The bigger factor, though, is channel resistance. As temperature increases, channel resistance (between the source and drain) increases exponentially, and the slope will be much bigger than the threshold voltage slope. Note that there are a bunch of competing effects here, too. Increased carrier concentration decreases resistance with increasing temperature, but the carrier concentration increase due to temperature in the channel is dwarfed by the free carriers present due to doping, so other effects - thermal scattering - dominate and increase the resistance.
I have been wondering for a while *why* it's possible to run Intel x86 chips at dramatically higher clocks - over 9GHz, in at least one case.
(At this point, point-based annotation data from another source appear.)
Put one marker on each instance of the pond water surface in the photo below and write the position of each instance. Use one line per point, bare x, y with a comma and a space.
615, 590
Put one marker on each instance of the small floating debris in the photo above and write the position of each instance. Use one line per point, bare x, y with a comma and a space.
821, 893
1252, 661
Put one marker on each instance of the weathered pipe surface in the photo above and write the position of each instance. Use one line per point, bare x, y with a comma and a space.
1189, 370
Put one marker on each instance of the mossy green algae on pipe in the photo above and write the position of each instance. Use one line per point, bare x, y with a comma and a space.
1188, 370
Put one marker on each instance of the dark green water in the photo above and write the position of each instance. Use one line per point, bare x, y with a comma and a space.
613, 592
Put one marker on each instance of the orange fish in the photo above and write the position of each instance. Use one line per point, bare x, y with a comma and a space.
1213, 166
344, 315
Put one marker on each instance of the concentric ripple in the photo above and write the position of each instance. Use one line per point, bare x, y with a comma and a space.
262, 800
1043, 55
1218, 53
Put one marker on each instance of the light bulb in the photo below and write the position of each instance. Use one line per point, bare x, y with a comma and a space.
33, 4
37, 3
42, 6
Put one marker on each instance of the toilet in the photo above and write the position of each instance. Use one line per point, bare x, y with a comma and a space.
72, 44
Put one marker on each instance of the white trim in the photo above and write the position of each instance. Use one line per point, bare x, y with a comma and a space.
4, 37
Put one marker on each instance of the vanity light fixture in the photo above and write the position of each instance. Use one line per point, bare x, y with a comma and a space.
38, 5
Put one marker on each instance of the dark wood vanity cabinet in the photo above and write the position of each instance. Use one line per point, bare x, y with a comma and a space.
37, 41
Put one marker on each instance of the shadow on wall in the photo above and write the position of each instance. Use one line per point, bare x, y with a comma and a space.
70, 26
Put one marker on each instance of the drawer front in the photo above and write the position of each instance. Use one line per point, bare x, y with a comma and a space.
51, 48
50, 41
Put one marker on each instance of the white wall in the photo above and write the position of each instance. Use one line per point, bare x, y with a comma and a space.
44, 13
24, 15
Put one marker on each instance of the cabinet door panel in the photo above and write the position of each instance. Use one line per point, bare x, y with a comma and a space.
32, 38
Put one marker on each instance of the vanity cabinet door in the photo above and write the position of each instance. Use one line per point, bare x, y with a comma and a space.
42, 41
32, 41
The two competing possible answers I can see are:
1) Intel has left tons of complexity on the table in each pipeline stage (and everywhere else in the chip)- or put it another way, each stage is done with its work with tons of time to spare, which seems wasteful, or
2) Cooling the chip that much reduces transistor latency (I'm sorry, there's a term of art for this that is escaping me at the moment) enough to allow for this extreme overclocking.
... or is there a third option I'm missing?